The film tells the story of a group of men who have made it a mission to go behind enemy lines to recover and protect lost artifacts that have been stolen by the Nazis. The film is told in flashback by George Clooney’s character (of course), so we’re constantly reminded through his offscreen narration how valuable it is to our society and our sense of identity that such art is preserved. Voice over narration is a crutch that is abused far too often in Hollywood films, and here it becomes such a nuisance that it robs a number of scenes of their emotional impact. Sorry to get spoilery here, but when one of our monuments men gets shot and killed, the opportunity for a genuinely emotional moment gets severely diluted when out of nowhere the action onscreen slowly mutes and we’re treated to another speech by Clooney emphasizing the importance of the mission.
This problem permeates most of the film in that there’s no sense of immediacy. It meanders at a languid pace essentially moving from one mini-setpiece to another. This would be fine if the scenes were interesting, or if the characters were well-developed, but only seldomly does this happen. Other than Clooney, perhaps, being considered “the leader” virtually all of the rest of the characters are nearly interchangeable. Bob Balaban, Bill Murray, John Goodman and Jean Dujardin are all actors who I have tremendous respect for but, with the occasional exception of Murray, none of them are called upon to do anything of interest.
Potentially interesting scenes begin, but are over within minutes before any real tension occurs. A scene where Matt Damon accidentally steps on a landmine has been used extensively in the film’s promotional campaign. But the scene is over in four minutes. No tension is set-up. We see Damon standing there, we see the men find him, and immediately it’s a jump-cut to them having more or less solved the problem. There’s a scene where a German officer points his gun at Balaban’s character; a potentially life-threatening situation. Bill Murray comes along and manages to subdue him in a matter of seconds. If you’re not going to do anything interesting with a scene, why bother putting it in the film at all?

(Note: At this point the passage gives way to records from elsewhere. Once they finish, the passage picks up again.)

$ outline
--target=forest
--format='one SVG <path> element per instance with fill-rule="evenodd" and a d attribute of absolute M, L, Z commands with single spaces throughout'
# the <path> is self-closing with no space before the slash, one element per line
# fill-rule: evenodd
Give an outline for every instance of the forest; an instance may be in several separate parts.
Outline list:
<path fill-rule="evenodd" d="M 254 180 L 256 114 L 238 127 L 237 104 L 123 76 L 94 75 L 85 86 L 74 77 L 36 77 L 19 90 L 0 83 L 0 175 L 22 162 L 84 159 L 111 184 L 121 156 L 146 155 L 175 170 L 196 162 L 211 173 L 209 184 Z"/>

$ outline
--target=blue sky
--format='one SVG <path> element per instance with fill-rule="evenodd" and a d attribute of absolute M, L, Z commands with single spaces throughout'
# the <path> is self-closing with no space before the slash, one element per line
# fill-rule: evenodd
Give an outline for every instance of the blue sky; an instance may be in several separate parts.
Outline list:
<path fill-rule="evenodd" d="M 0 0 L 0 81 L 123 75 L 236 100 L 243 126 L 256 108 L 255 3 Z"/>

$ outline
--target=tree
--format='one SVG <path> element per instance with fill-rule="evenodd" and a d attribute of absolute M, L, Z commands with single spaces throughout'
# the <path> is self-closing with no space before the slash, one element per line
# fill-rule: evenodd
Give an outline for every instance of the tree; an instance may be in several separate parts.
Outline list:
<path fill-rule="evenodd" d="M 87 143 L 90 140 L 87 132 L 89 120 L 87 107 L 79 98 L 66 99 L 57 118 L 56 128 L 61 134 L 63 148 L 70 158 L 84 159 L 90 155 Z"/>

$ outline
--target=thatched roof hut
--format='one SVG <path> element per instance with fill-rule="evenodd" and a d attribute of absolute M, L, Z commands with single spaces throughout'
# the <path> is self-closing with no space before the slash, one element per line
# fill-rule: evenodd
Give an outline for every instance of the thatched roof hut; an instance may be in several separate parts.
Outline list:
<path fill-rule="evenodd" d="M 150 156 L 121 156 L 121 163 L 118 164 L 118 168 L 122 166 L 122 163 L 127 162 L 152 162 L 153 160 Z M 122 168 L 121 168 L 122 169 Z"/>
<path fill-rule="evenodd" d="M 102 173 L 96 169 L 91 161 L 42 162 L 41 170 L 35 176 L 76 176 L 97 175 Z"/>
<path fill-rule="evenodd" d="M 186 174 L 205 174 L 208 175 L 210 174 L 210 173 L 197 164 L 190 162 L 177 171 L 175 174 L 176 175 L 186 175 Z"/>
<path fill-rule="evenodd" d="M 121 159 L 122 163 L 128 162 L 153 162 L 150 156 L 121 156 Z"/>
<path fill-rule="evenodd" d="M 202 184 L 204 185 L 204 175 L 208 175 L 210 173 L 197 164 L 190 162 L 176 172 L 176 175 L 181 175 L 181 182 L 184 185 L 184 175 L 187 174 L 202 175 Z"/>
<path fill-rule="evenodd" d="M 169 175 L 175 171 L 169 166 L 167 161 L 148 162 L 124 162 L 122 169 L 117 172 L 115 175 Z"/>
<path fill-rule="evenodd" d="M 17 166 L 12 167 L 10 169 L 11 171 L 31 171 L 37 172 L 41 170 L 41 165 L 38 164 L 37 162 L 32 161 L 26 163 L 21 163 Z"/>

The best scene in the movie comes early on when Clooney brings an unnamed soldier into a medical facility. The soldier has been shot. The medic takes a look at him and assures him that he’ll be fine. Not long afterwards, the medic tells his assistant to send in the chaplain, yet still maintains that the wounded man will be fine. This is intercut with Bill Murray unexpectedly receiving a recorded message of his granddaughters singing a tender, painfully melancholy a’capella rendition of “Have Yourself A Merry Little Christmas.” It’s lovingly constructed sequence that for a few minutes actually allowed me to, you know, feel something. Other than this, the film is mostly permeated by a sappy, traditional score by Alexandre Desplat that all but demands for us to give a military salute to this group of actors right there on the screen. I don’t think more than five minutes ever go by in the picture without that rousing music smacking us in the face. It screams “50s World War II movie” in the worst possible way. And then George Clooney starts narrating again.
The Monuments Men never reaches a level of “bad,” just bland and mediocre. You can feel the seed of Quentin Tarantino’s Inglourious Basterds in a number of scenes, but where that film consistently provided us with scenes that engrossed, captivated and terrified us for sometimes as long as 20 straight minutes, The Monuments Men finds easy solutions and moves right on forward, marching towards recovering the next painting with the next group of interchangeable characters. It’s pleasant, straight-forward, unchallenging, and unlike the multitudes of fine paintings and sculptures that it salutes, ultimately forgettable.